IF THE LATEST FAD IS BEING NICE, THEN DOLE IS OUT

All Bob Dole needs about now is a photo opportunity at an orphanage so he can yell at some children.

It would complete the mean-ol'-man image he seems to be honing.

In just a matter of weeks, he's lit into Katie Couric, TV's perkiest of hosts. (Sam Donaldson would have been a better target.) And insulted the entire NAACP membership by skipping their national convention, then accusing the group's president, Kweisi Mfume, of setting him up.

I don't know much about politics - international tariffs and flat taxes confuse me - but it seems to me that the reason Clinton is double digits ahead of Dole is because Clinton seems nicer, he ``feels your pain.''

Even if President Clinton is caught up in all kinds of nefarious things - Whitewater, Travelgate, Filegate - he has that neighborly, hey-how-ya-doin' kind of look compared with Dole's dour, don't-come-any-closer demeanor.

Dole's aides say he has a quick wit and a dry humor, but it comes across as mean-spirited. Hasn't anyone told him that nice is ``in'' right now? Doesn't he read Newsweek? It was on last week's cover.

Sally Jessy is out, Rosie O'Donnell is in. Cal Ripken, in; Newt Gingrich, out. Helen Hunt, big in; Roseanne, way out.

Even Geraldo Rivera, best known for having his nose broken on the air, says he's cleaning up his act, along with the guests on his daytime talk show.

Now, he's going to be . . . nice!

We in the news business are famous for declaring trends where there aren't any. And this latest can easily be dismantled when you consider evidence to the contrary: Church burnings. Child beatings. Hate crimes. Not to mention that guy who cut me off on the interstate the other day. (You know who you are.)

Still, a niceness trend wouldn't be a bad thing.

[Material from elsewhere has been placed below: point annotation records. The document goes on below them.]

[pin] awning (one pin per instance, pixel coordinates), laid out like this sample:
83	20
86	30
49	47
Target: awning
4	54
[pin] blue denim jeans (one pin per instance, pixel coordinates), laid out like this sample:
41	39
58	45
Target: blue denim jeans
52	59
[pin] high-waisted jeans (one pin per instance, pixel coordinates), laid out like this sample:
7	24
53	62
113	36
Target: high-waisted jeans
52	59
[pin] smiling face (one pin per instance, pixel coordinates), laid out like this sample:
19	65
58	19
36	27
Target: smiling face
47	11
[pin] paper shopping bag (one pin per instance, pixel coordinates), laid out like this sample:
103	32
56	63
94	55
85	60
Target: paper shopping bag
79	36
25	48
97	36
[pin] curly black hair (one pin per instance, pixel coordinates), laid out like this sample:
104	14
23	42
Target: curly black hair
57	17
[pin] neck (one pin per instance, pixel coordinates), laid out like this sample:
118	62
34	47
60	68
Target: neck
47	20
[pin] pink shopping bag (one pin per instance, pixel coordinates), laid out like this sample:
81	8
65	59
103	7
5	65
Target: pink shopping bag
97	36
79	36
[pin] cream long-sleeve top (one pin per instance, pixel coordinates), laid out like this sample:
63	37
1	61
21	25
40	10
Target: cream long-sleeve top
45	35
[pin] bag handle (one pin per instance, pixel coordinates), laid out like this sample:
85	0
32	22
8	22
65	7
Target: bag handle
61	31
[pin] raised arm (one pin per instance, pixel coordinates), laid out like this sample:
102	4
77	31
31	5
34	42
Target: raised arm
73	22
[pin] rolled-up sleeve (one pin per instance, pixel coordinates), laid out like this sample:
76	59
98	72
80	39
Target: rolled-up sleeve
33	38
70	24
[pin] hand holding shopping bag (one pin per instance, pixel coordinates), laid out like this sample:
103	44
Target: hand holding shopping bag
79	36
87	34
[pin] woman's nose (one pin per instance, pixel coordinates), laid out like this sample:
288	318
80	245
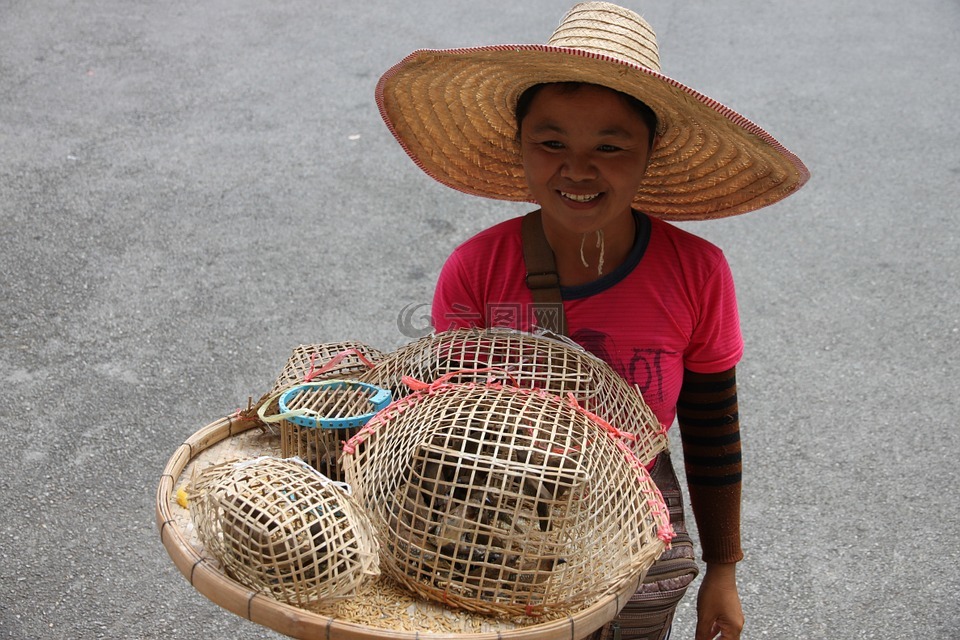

The '80s were sort of an in-your-face, I'll-get-mine decade, what with Leona Helmsley earning her Queen of Mean title, and Donald Trump defining the ``Whoever dies with the most toys wins'' lifestyle.

Now companies are downsizing. The stock market's erratic. People are feeling anxious. If the ship's sinking, we might as well be nice to one another on the way down.

That means letting someone get ahead of you in line. Not honking when someone goes too slowly in the passing lane. Counting the items in your basket before getting in the 10-items-or-fewer aisle at the grocery store. A smile and a hello, instead of a flip of a finger.

We've had these flings with niceness before. The flower-power, peace-and-love craze in the '60s, which seems a little vapid now. Then, those yellow smiley faces and ``Have a nice day'' greetings that eventually drove everyone crazy. I've had the words hurled at me on more than one occasion. And who can forget the ``random acts of kindness'' that were so popular a few years ago.

Whatever happened to those, anyway?

Too bad civility has to be a fad, instead of a general standard of behavior. The danger of declaring ``nice'' a trend is that it eventually becomes passe.